Sunday News

Brushes with death prompt an art-felt safety appeal

- CHRISTINA PERSICO

ARTIST Aithnia Batchelor has never held a driver’s licence, she’s too scarred after seeing too many horrors on the road.

Haunted by fatal crashes since she was an infant, she’s created an artwork that symbolises those left behind, in the hope that it will make people stop and think.

‘‘It may be God, if you’re religious, it may be an animal. It may be an aunty or an uncle or a brother,’’ she said. ‘‘There’s always someone out there who loves you.’’

As a young child she was riding in her dad’s car when a motorcycli­st crashed into it and died.

‘‘I was in the car; Dad had an old Essex car. I was with mymum and my sisters. This man came along on a bike and drove straight into my father’s car and killed himself.
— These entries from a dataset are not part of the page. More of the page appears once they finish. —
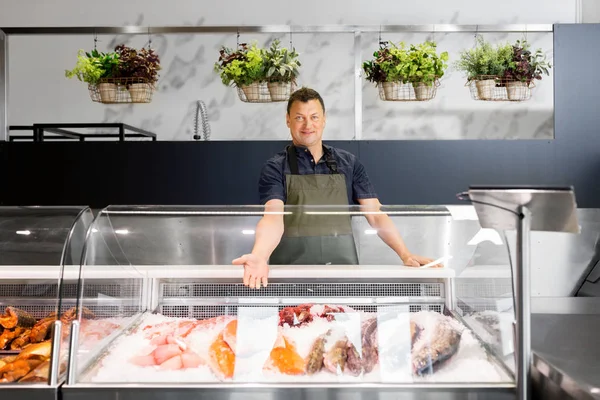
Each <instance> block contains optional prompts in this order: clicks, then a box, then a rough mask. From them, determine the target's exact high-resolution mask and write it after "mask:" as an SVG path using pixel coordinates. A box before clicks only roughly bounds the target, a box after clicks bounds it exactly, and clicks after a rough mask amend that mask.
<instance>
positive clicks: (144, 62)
mask: <svg viewBox="0 0 600 400" xmlns="http://www.w3.org/2000/svg"><path fill="white" fill-rule="evenodd" d="M115 52H116V53H117V54H118V55H119V65H118V68H117V71H116V77H118V78H143V79H146V80H147V81H148V83H151V84H155V83H156V82H157V81H158V71H160V70H161V66H160V58H159V56H158V54H156V52H155V51H154V49H147V48H145V47H144V48H142V49H140V50H136V49H134V48H132V47H128V46H125V45H124V44H120V45H118V46H117V47H115Z"/></svg>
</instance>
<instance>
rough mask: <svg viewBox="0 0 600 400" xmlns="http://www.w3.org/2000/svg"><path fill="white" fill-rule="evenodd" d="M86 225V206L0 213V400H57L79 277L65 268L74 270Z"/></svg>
mask: <svg viewBox="0 0 600 400" xmlns="http://www.w3.org/2000/svg"><path fill="white" fill-rule="evenodd" d="M92 222H93V213H92V211H91V210H90V208H88V207H0V395H1V396H2V398H25V399H29V398H32V399H56V398H57V388H58V386H59V385H60V383H62V382H63V381H64V379H65V376H66V362H67V358H68V349H67V348H65V347H61V345H62V344H68V337H69V335H68V332H66V331H64V330H62V329H61V327H62V325H63V322H65V321H66V320H67V319H68V315H74V311H75V308H74V307H75V305H76V299H77V298H78V296H77V290H76V288H77V284H78V273H77V274H76V275H71V276H66V275H65V267H67V268H68V267H71V268H72V270H73V271H74V270H78V269H79V268H78V266H79V265H81V255H82V251H83V246H84V244H85V236H86V233H87V230H88V228H89V226H90V225H91V223H92ZM73 266H77V268H73ZM69 308H71V310H69ZM13 396H14V397H13Z"/></svg>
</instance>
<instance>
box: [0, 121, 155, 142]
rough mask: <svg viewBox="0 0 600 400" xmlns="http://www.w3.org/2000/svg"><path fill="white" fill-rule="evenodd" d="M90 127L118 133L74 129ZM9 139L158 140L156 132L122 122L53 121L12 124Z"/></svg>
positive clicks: (9, 127) (123, 140) (36, 141)
mask: <svg viewBox="0 0 600 400" xmlns="http://www.w3.org/2000/svg"><path fill="white" fill-rule="evenodd" d="M90 128H116V129H118V133H82V132H76V131H74V130H73V129H90ZM8 130H9V141H11V142H14V141H21V140H32V141H34V142H43V141H45V140H65V139H67V140H69V139H70V140H78V141H80V142H85V140H86V139H87V138H118V139H119V141H120V142H124V141H125V139H126V138H150V139H152V141H153V142H155V141H156V134H155V133H153V132H149V131H147V130H144V129H140V128H136V127H134V126H131V125H128V124H124V123H120V122H107V123H51V124H33V125H11V126H9V127H8ZM10 131H32V132H33V134H32V135H12V134H10ZM45 133H53V134H55V135H58V136H46V135H45Z"/></svg>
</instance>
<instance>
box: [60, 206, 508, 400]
mask: <svg viewBox="0 0 600 400" xmlns="http://www.w3.org/2000/svg"><path fill="white" fill-rule="evenodd" d="M469 210H471V211H472V207H470V206H463V207H456V206H455V207H443V206H412V207H399V206H397V207H396V206H386V207H382V208H381V209H380V210H367V209H364V208H361V207H355V206H351V207H326V208H325V207H286V208H285V209H284V210H281V211H278V212H265V211H264V209H263V208H262V207H252V206H247V207H241V206H240V207H115V206H112V207H108V208H106V209H104V210H102V211H101V212H100V213H99V215H98V216H97V218H96V220H95V221H94V224H93V226H92V228H91V230H90V235H89V237H88V240H87V242H86V248H85V254H84V257H83V258H82V259H83V263H82V266H81V274H80V275H81V276H80V285H81V291H82V296H81V297H80V299H79V301H78V318H77V319H76V320H75V321H74V322H73V325H72V332H71V333H72V336H71V349H70V360H69V369H68V380H67V384H65V385H64V386H63V387H62V388H61V392H62V396H63V398H64V399H67V400H68V399H82V398H84V397H89V396H91V397H94V398H103V399H117V398H118V399H134V398H163V397H164V396H169V398H172V399H178V398H188V397H190V396H193V397H195V398H231V397H236V396H238V397H240V398H254V397H256V398H258V397H261V398H262V397H264V396H270V397H273V398H278V397H284V396H285V397H289V396H292V397H297V398H300V397H302V396H310V397H311V398H312V397H315V398H318V397H319V396H324V393H325V394H327V396H348V395H349V396H354V397H357V396H358V397H357V398H361V397H363V396H367V397H368V396H372V393H375V392H377V393H379V394H380V395H381V396H386V395H389V396H391V397H390V398H399V396H409V398H420V397H410V396H429V397H427V398H464V397H465V396H466V395H467V393H468V395H469V396H471V397H473V396H477V395H480V396H487V397H485V398H490V399H509V398H514V396H515V379H514V365H515V361H514V346H513V344H512V341H513V336H512V333H511V334H506V335H505V334H504V333H503V332H500V333H498V334H496V335H492V334H487V335H485V334H482V331H481V330H479V331H478V330H475V329H472V328H471V323H472V320H474V319H473V318H472V319H471V320H469V319H466V318H464V314H465V313H464V312H462V311H461V310H460V307H461V306H462V305H461V304H460V303H459V302H458V301H457V298H456V288H457V287H460V285H461V282H460V279H459V278H457V277H458V276H460V274H461V273H462V272H463V270H464V269H465V268H466V267H467V266H468V265H471V264H472V263H473V262H474V259H473V256H474V252H475V249H476V248H477V246H478V243H476V241H473V238H474V237H476V235H477V234H478V233H479V232H480V231H481V227H480V225H479V223H478V221H477V219H476V217H475V218H474V217H472V215H471V214H472V213H471V212H470V211H469ZM265 214H270V215H271V214H275V215H277V214H282V215H281V218H286V217H287V216H296V217H298V218H306V220H307V221H312V222H313V223H318V221H319V220H320V218H321V217H323V216H336V218H342V219H347V220H348V221H350V223H351V227H352V235H353V239H354V243H355V248H356V252H357V255H358V261H359V262H358V265H335V264H328V263H324V265H272V266H271V269H270V274H269V284H268V286H267V287H262V288H260V289H250V288H248V287H246V286H244V285H243V283H242V276H243V268H242V267H240V266H237V265H232V260H233V259H235V258H237V257H239V256H241V255H243V254H246V253H249V252H250V251H251V250H252V246H253V243H254V237H255V234H256V226H257V222H258V221H259V220H260V219H261V218H262V217H263V216H264V215H265ZM465 215H470V216H469V217H465ZM374 218H389V219H391V221H392V223H393V226H394V227H395V229H396V230H397V231H398V232H400V233H401V235H402V237H403V239H404V241H405V243H406V245H407V246H408V248H409V249H410V251H411V252H413V253H414V254H419V255H423V256H427V257H431V258H433V259H436V260H439V259H442V261H441V262H442V263H443V268H414V267H406V266H404V265H402V261H401V259H400V258H399V256H398V255H397V254H396V253H395V252H394V251H393V250H392V249H391V248H390V247H389V246H388V245H386V243H385V242H384V240H383V237H386V235H385V234H383V232H381V231H378V230H377V229H376V228H375V227H376V226H377V225H373V226H372V225H371V223H373V219H374ZM336 229H337V228H336ZM329 234H330V235H332V236H335V235H336V234H340V232H337V231H335V230H334V229H333V228H332V231H331V232H329ZM380 236H381V237H380ZM502 251H503V252H504V253H505V255H506V252H507V247H506V246H504V247H502V250H501V252H502ZM505 259H508V256H506V257H505ZM103 273H105V274H107V275H108V276H110V278H111V279H112V280H113V281H114V282H115V283H114V287H112V288H107V289H110V290H107V292H106V293H101V292H97V293H96V292H93V293H92V295H88V294H87V292H86V288H87V287H88V286H89V285H95V283H96V280H97V279H98V278H100V277H101V276H102V274H103ZM507 290H508V288H507ZM94 293H95V294H94ZM474 293H478V291H477V290H475V291H474ZM512 296H513V293H512V290H508V291H507V292H505V293H504V292H503V293H502V297H504V298H503V300H504V301H505V303H506V306H505V307H504V308H503V309H502V310H501V311H502V312H505V313H507V315H512V317H511V319H510V322H511V323H512V321H513V320H514V311H512V309H513V308H512V298H513V297H512ZM470 311H472V310H470ZM511 313H512V314H511ZM471 397H469V398H471ZM400 398H403V397H400ZM473 398H479V397H473Z"/></svg>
We all cried; it was just something you didn’t expect.’’

In 2012, two friends were killed in a crash near Motunui in Taranaki, and her daughter’s half-brother was only in his 20s when he was killed.

Then, just last month, she learnt one of her granddaugh­ter’s friends had been dropped off at camp by her parents, who were both killed on the road on their way back to Whangerei. ‘‘My daughter was so devastated, she cried and I cried. I find it so depressing and sad that all these innocent people get killed.’’

Batchelor’s artwork, made of hessian shapes and acrylic paint, pleads for motorists to stop speeding, taking drugs or drinking while driving, and illustrate­s people left behind – a fisherman missing his son, a little girl who has lost her aunt and uncle, and even a jack russell terrier missing his ‘‘mate’’.

She created the road safety piece about a year ago but her grand-daughter’s friend’s tragedy made her decide to get it out.

She hoped a sponsor would come forward to distribute the artwork in poster form in schools, public areas or even on the back of buses.